No Brasil, atualmente, a interrupção da gestação é permitida em 3 casos: gravidez com risco à vida da gestante; gravidez resultante de violência sexual e anencefalia fetal (por decisão do Supremo Tribunal Federal na ADPF 54, em 2012).

“É importante frisar que, nas hipóteses citadas acima, a interrupção de gestação não é ilícita, de modo que o aborto previsto em lei constitui direito das mulheres, adolescentes e meninas e o acesso a esse direito dispensa decisão judicial, registro de boletim de ocorrência, na medida em que é decorrência lógica da lei, devendo ser garantido através do acesso a serviços da saúde”, aponta o relatório. Aponta ainda que a Recomendação Geral no 24 do Comitê sobre a Eliminação da Discriminação contra a Mulher, determina que todos os serviços de saúde sejam condizentes com os direitos humanos das mulheres, meninas e adolescentes, incluindo os direitos à autonomia, privacidade, confidencialidade, consentimento e escolhas informadas.

Já as violações identificadas através da atuação do CAM incluem a paralisação do serviço de aborto legal do Hospital Pérola Byington durante a pandemia da Covid-19, a busca por informações sobre o funcionamento dos serviços de abortamento legal para vítimas de violência sexual, bem como sobre o funcionamento dos serviços de abortamento legal para casos de gestação com risco para a vida da mulher, anencefalia ou incompatibilidade de vida extrauterina, exigências de condicionalidades inexistentes para acessar o atendimento, revitimização e julgamentos morais, comunicação externa dos casos atendidos (sobretudo a autoridades policiais), objeção de consciência, entre outras.

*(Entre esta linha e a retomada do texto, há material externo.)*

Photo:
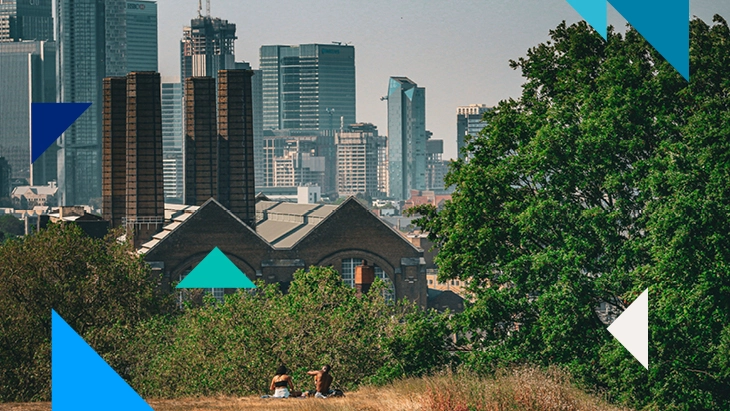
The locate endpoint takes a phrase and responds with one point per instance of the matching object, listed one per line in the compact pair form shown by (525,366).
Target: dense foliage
(90,283)
(104,291)
(234,348)
(609,175)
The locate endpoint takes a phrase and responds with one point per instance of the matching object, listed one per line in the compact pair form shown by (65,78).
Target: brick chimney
(364,277)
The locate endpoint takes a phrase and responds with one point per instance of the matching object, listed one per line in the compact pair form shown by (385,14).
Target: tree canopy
(608,175)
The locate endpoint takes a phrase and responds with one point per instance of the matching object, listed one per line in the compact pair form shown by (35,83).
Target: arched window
(216,292)
(348,276)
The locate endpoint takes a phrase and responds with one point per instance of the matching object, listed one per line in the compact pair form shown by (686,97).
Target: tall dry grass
(523,389)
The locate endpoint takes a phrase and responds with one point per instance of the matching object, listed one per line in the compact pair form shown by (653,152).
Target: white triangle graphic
(631,329)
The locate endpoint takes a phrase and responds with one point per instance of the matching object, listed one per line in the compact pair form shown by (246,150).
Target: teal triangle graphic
(594,12)
(216,271)
(81,380)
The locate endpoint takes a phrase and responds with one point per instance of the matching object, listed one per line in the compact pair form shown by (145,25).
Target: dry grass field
(523,389)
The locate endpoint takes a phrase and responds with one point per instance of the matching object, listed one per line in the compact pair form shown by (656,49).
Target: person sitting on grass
(281,383)
(322,381)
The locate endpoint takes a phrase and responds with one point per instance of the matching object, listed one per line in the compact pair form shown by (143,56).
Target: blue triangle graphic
(216,271)
(81,380)
(664,24)
(594,12)
(49,121)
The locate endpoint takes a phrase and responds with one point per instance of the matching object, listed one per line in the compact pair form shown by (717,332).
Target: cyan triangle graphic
(594,12)
(664,24)
(216,271)
(81,380)
(49,121)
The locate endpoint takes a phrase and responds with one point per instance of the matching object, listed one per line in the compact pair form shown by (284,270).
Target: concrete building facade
(289,237)
(141,35)
(469,123)
(357,160)
(308,87)
(28,76)
(207,46)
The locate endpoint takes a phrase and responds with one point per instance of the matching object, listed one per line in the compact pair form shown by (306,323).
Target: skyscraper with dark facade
(219,148)
(141,35)
(469,123)
(91,37)
(406,137)
(308,87)
(207,46)
(172,141)
(201,140)
(132,155)
(26,20)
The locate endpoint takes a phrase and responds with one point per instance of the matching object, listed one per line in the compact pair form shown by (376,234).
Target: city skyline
(458,50)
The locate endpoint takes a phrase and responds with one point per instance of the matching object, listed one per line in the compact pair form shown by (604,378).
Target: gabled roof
(281,225)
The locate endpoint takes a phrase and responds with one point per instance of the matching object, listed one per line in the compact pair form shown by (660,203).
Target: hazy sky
(457,49)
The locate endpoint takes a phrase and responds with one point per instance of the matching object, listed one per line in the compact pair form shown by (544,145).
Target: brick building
(289,237)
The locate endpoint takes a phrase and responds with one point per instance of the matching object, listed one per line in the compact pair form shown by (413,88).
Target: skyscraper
(469,122)
(28,67)
(91,45)
(27,75)
(308,87)
(141,35)
(132,154)
(207,46)
(172,141)
(357,160)
(406,137)
(26,20)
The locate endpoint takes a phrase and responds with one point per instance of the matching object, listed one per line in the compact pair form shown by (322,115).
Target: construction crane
(200,8)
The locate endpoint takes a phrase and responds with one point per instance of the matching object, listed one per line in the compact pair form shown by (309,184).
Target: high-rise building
(219,155)
(26,20)
(201,140)
(235,154)
(5,172)
(91,45)
(114,151)
(357,160)
(308,87)
(436,167)
(406,137)
(141,35)
(172,141)
(132,155)
(469,123)
(207,46)
(27,75)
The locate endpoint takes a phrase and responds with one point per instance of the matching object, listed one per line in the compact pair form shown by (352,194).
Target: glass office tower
(141,36)
(406,137)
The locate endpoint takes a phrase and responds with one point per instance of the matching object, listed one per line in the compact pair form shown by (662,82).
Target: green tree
(11,226)
(91,283)
(608,175)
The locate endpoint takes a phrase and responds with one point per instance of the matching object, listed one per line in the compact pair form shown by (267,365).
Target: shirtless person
(322,381)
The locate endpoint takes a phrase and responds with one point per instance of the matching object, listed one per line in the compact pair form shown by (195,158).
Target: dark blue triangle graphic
(81,380)
(664,24)
(49,121)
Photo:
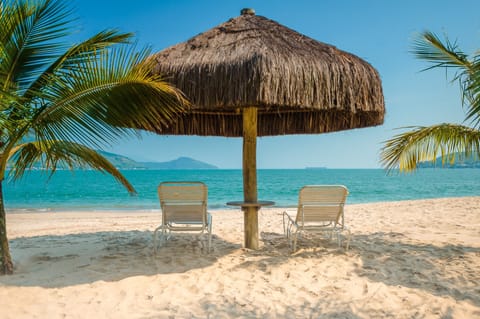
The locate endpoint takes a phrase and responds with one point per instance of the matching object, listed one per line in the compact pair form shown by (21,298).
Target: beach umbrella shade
(252,76)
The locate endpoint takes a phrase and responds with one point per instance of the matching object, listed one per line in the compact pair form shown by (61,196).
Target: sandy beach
(408,259)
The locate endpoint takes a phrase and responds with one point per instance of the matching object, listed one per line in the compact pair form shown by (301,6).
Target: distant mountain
(179,163)
(123,162)
(126,163)
(461,161)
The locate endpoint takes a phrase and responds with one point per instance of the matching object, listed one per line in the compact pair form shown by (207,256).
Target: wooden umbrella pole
(250,176)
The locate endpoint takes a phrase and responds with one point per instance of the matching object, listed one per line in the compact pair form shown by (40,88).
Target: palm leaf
(34,39)
(54,153)
(103,99)
(430,48)
(404,151)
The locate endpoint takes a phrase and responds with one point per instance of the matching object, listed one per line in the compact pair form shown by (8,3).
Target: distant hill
(179,163)
(126,163)
(123,162)
(461,161)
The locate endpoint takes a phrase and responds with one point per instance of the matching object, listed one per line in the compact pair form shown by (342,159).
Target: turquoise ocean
(91,190)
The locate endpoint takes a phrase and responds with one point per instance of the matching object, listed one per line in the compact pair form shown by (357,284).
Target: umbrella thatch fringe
(287,122)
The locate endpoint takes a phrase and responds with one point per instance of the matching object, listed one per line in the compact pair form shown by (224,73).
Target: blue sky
(379,31)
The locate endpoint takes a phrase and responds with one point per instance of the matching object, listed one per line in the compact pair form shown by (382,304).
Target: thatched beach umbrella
(251,76)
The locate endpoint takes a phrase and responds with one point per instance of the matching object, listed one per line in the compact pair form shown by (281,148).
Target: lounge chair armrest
(288,220)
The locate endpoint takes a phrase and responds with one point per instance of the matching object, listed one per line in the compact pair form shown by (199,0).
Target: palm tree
(58,103)
(407,149)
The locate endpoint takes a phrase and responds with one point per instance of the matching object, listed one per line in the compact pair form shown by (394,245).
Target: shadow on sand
(106,256)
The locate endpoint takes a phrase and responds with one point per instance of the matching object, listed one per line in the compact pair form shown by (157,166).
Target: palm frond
(404,151)
(105,98)
(74,57)
(34,39)
(429,47)
(51,154)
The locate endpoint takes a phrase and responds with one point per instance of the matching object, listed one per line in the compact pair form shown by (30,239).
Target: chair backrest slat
(183,202)
(321,203)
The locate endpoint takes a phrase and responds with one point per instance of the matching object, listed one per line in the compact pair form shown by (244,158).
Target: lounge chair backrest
(183,202)
(321,203)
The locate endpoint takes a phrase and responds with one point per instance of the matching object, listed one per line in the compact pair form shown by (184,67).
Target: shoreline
(28,210)
(407,259)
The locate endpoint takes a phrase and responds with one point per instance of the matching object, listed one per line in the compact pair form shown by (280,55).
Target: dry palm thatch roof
(298,84)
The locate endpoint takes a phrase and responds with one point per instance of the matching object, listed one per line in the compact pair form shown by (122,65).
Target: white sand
(410,259)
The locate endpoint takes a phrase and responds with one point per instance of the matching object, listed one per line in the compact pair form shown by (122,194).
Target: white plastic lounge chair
(320,210)
(184,209)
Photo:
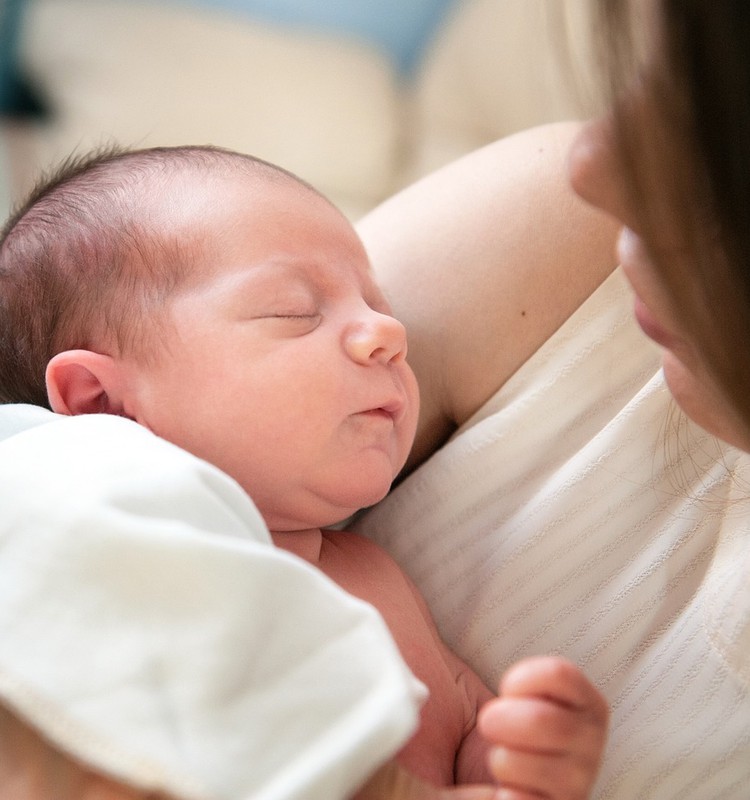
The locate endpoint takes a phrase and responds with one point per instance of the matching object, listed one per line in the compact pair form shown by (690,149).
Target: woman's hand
(547,728)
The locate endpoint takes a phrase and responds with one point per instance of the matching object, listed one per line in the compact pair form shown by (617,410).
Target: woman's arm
(483,261)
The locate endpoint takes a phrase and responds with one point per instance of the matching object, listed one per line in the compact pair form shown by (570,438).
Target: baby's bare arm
(483,261)
(31,768)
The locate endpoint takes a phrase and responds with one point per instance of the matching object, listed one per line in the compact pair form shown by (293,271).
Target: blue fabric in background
(17,97)
(400,28)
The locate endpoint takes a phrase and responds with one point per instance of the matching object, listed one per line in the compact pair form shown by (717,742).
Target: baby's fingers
(537,725)
(535,776)
(555,679)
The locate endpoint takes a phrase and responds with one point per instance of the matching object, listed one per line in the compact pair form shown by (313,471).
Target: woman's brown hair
(680,82)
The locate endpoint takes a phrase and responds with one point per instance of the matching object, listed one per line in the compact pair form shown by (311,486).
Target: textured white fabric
(149,627)
(577,514)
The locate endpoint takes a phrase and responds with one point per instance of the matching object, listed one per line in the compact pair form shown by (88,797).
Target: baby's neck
(305,544)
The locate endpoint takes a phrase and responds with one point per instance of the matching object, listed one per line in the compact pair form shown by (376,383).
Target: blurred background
(359,97)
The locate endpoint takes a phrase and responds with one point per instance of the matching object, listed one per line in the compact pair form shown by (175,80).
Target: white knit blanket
(149,627)
(578,514)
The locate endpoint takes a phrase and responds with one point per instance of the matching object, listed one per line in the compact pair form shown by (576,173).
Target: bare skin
(483,261)
(31,768)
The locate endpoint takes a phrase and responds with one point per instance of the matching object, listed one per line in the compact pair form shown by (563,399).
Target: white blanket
(148,626)
(576,514)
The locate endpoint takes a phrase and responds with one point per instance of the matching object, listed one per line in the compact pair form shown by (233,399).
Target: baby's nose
(376,338)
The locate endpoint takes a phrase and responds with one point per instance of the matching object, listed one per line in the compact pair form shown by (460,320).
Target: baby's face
(282,364)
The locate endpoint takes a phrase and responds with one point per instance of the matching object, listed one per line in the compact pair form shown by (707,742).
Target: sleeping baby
(228,307)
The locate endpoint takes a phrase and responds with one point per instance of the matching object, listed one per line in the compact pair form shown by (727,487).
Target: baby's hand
(547,731)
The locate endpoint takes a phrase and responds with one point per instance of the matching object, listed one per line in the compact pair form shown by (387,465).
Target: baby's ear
(84,382)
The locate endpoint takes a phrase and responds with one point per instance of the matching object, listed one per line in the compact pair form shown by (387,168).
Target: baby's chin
(324,513)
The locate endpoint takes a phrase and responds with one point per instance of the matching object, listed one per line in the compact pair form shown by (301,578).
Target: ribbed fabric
(577,513)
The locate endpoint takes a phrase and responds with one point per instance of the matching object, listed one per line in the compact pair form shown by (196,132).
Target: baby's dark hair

“Neste momento histórico no qual presenciamos outros países do mundo, inclusive nossos vizinhos na América Latina, avançando na garantia dos direitos sexuais e reprodutivos das mulheres, no Brasil observamos grave retrocesso sobre o atendimento para o aborto legal”, sinaliza o relatório. “Mais rapidamente são disseminadas as falsas informações e orientações, mesmo entre profissionais da saúde, seja por receio, ignorância ou até, em alguns casos, imposição de fé ou crença própria a outras pessoas, ferindo direitos das cidadãs que vivem em um país, em tese, laico.”

Assinam o documento as Defensoras Públicas Paula Sant’Anna Machado de Souza e Nálida Coelho Monte, Coordenadoras do Nudem, e a as Agentes de Defensoria que atuam no CAM Anna Carolina Lanas Soares Cabral (Psicóloga) e Pamella Costa de Assis (Assistente Social).